Several limitations of the present study need to be addressed. Due to the limited number of patients included in the current study, no statistical analyses were performed. Furthermore, the retrospective design may have resulted in missing data and selection bias. However, accurate outcome data were entered into a prospectively maintained database so this risk should be minimized. The results of this study cannot be generalized to every hospital, since all surgical procedures are performed in a dedicated center, experienced in abdominal wall surgery and reconstructive surgery. Conversely, this study is strengthened by the fact that that all AWRs are performed by the same team and using the same surgical strategy.

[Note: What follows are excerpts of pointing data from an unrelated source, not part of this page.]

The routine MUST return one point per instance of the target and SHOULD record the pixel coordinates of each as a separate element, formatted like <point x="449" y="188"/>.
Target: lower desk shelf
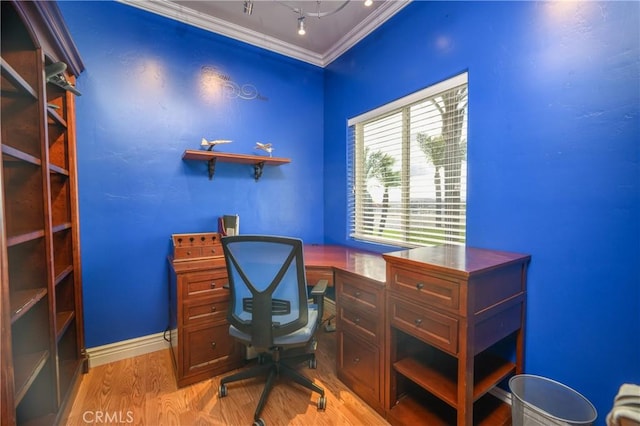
<point x="420" y="407"/>
<point x="438" y="374"/>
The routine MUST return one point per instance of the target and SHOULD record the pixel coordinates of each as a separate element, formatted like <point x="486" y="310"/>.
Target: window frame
<point x="356" y="175"/>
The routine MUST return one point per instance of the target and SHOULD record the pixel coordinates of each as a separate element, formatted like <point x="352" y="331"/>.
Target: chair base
<point x="273" y="367"/>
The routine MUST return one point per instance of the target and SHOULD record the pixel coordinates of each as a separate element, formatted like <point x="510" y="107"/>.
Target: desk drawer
<point x="432" y="327"/>
<point x="358" y="365"/>
<point x="203" y="284"/>
<point x="435" y="290"/>
<point x="316" y="273"/>
<point x="207" y="310"/>
<point x="209" y="348"/>
<point x="357" y="323"/>
<point x="358" y="293"/>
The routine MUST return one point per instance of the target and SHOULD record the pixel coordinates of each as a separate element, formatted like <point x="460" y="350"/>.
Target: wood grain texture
<point x="142" y="391"/>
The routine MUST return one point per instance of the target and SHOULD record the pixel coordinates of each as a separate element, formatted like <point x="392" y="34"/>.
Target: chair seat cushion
<point x="300" y="336"/>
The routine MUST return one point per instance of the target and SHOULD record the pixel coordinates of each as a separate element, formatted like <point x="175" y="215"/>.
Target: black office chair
<point x="270" y="310"/>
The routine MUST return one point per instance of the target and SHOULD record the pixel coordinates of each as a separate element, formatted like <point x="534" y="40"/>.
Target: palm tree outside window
<point x="407" y="174"/>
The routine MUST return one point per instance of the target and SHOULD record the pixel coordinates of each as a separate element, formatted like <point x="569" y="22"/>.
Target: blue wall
<point x="143" y="103"/>
<point x="553" y="154"/>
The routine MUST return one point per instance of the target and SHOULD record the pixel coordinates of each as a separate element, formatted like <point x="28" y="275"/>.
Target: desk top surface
<point x="365" y="263"/>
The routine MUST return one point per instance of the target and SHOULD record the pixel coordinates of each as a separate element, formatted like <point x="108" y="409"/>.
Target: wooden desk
<point x="198" y="300"/>
<point x="446" y="307"/>
<point x="328" y="258"/>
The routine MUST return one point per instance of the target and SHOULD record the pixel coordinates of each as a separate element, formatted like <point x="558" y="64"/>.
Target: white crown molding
<point x="191" y="17"/>
<point x="366" y="27"/>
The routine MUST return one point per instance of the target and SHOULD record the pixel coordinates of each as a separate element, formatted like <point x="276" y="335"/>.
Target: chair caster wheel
<point x="322" y="403"/>
<point x="222" y="391"/>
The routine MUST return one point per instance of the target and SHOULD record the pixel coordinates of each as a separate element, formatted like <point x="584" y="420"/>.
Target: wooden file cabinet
<point x="201" y="346"/>
<point x="360" y="336"/>
<point x="446" y="307"/>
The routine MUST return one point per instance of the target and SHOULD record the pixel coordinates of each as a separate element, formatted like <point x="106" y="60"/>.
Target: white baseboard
<point x="117" y="351"/>
<point x="501" y="394"/>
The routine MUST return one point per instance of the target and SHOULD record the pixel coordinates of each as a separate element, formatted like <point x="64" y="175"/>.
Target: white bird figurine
<point x="265" y="147"/>
<point x="213" y="143"/>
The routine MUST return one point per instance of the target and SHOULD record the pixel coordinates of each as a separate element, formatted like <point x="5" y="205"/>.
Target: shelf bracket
<point x="257" y="170"/>
<point x="212" y="167"/>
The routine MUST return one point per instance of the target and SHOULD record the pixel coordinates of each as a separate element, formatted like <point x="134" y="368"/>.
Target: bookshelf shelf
<point x="211" y="157"/>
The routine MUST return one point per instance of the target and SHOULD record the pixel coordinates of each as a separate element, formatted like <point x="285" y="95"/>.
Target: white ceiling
<point x="273" y="24"/>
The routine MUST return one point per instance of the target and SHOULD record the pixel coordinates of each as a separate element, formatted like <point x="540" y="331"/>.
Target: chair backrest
<point x="268" y="286"/>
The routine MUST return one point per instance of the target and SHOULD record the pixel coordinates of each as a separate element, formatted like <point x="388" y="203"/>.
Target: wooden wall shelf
<point x="211" y="157"/>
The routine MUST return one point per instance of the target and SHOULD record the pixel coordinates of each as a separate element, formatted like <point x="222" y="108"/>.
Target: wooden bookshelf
<point x="41" y="319"/>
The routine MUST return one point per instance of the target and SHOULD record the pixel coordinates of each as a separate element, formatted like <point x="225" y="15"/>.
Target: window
<point x="408" y="168"/>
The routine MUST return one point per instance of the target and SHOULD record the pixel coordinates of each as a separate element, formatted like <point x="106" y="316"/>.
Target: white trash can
<point x="538" y="401"/>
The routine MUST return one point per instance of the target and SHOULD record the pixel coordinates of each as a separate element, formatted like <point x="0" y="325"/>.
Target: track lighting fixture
<point x="248" y="7"/>
<point x="318" y="13"/>
<point x="301" y="30"/>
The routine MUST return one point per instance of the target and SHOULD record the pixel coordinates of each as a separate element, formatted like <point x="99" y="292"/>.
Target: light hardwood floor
<point x="142" y="391"/>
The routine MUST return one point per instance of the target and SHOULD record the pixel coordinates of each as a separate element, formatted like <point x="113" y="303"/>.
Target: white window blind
<point x="408" y="168"/>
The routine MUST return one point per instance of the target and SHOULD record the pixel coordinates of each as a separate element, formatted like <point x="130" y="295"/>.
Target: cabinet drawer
<point x="432" y="289"/>
<point x="363" y="325"/>
<point x="207" y="310"/>
<point x="197" y="252"/>
<point x="358" y="293"/>
<point x="315" y="274"/>
<point x="358" y="365"/>
<point x="209" y="348"/>
<point x="202" y="284"/>
<point x="432" y="327"/>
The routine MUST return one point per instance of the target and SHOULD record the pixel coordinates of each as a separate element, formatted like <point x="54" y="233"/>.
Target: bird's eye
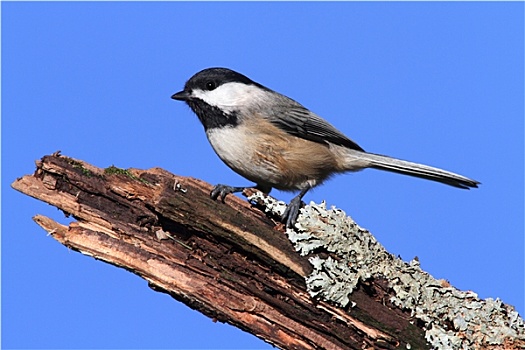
<point x="210" y="85"/>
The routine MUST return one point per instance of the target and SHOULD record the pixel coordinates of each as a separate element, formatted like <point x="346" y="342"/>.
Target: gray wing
<point x="299" y="121"/>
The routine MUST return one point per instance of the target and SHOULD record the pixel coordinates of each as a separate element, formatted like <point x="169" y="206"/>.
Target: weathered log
<point x="235" y="263"/>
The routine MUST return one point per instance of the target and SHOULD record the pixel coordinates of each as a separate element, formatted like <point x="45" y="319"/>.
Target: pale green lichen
<point x="476" y="323"/>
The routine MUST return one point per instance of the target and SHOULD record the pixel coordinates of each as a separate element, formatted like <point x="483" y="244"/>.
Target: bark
<point x="230" y="261"/>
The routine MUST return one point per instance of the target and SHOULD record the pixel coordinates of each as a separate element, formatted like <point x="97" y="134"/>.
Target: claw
<point x="289" y="217"/>
<point x="291" y="213"/>
<point x="223" y="190"/>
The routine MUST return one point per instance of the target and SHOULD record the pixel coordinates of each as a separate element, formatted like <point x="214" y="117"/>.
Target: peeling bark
<point x="230" y="261"/>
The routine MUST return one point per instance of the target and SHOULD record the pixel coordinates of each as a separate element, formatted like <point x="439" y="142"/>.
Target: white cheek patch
<point x="230" y="96"/>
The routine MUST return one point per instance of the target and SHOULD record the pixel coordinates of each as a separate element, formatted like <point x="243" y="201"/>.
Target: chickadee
<point x="275" y="142"/>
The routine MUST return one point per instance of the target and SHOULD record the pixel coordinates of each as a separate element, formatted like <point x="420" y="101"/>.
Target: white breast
<point x="237" y="148"/>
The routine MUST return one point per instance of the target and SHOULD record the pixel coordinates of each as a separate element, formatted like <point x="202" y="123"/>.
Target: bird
<point x="275" y="142"/>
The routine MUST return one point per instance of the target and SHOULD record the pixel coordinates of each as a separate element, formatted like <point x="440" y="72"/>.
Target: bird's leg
<point x="292" y="210"/>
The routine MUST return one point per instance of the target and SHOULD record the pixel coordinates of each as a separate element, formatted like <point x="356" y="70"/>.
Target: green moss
<point x="113" y="170"/>
<point x="78" y="165"/>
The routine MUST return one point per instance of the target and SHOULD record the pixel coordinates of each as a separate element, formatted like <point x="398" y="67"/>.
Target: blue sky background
<point x="438" y="83"/>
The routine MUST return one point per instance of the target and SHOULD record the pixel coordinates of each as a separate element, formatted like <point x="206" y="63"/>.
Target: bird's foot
<point x="223" y="190"/>
<point x="289" y="217"/>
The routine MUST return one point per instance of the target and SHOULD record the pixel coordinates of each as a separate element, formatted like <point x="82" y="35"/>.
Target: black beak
<point x="181" y="95"/>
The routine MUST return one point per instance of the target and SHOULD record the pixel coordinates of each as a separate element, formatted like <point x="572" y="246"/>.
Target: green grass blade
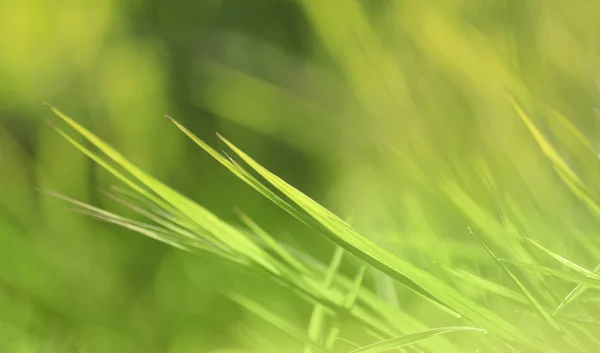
<point x="273" y="244"/>
<point x="488" y="285"/>
<point x="228" y="234"/>
<point x="592" y="282"/>
<point x="414" y="278"/>
<point x="275" y="320"/>
<point x="563" y="260"/>
<point x="410" y="339"/>
<point x="545" y="145"/>
<point x="538" y="306"/>
<point x="317" y="318"/>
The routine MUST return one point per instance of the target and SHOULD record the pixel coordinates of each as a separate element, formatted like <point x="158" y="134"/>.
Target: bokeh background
<point x="339" y="98"/>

As the number of operated patients increases, more data will become available. In the future we will collect more data on this specific cohort of complex ECF patients to gain more expertise and improve the proposed surgical procedure.

Conclusion

The combination of a biological mesh and fasciocutaneous ALT flap is feasible and safe in AWR after ECF repair in a single-staged approach, with an acceptable complication rate in a cohort of complex patients operated in a dedicated center. ECF closure was achieved in all patients. Since a lower number of early complications were observed in the ICGA group, ICGA seems to be of great added value. Further research using the same procedure in the context of prospective clinical trials is needed to confirm the role of ICGA in AWR.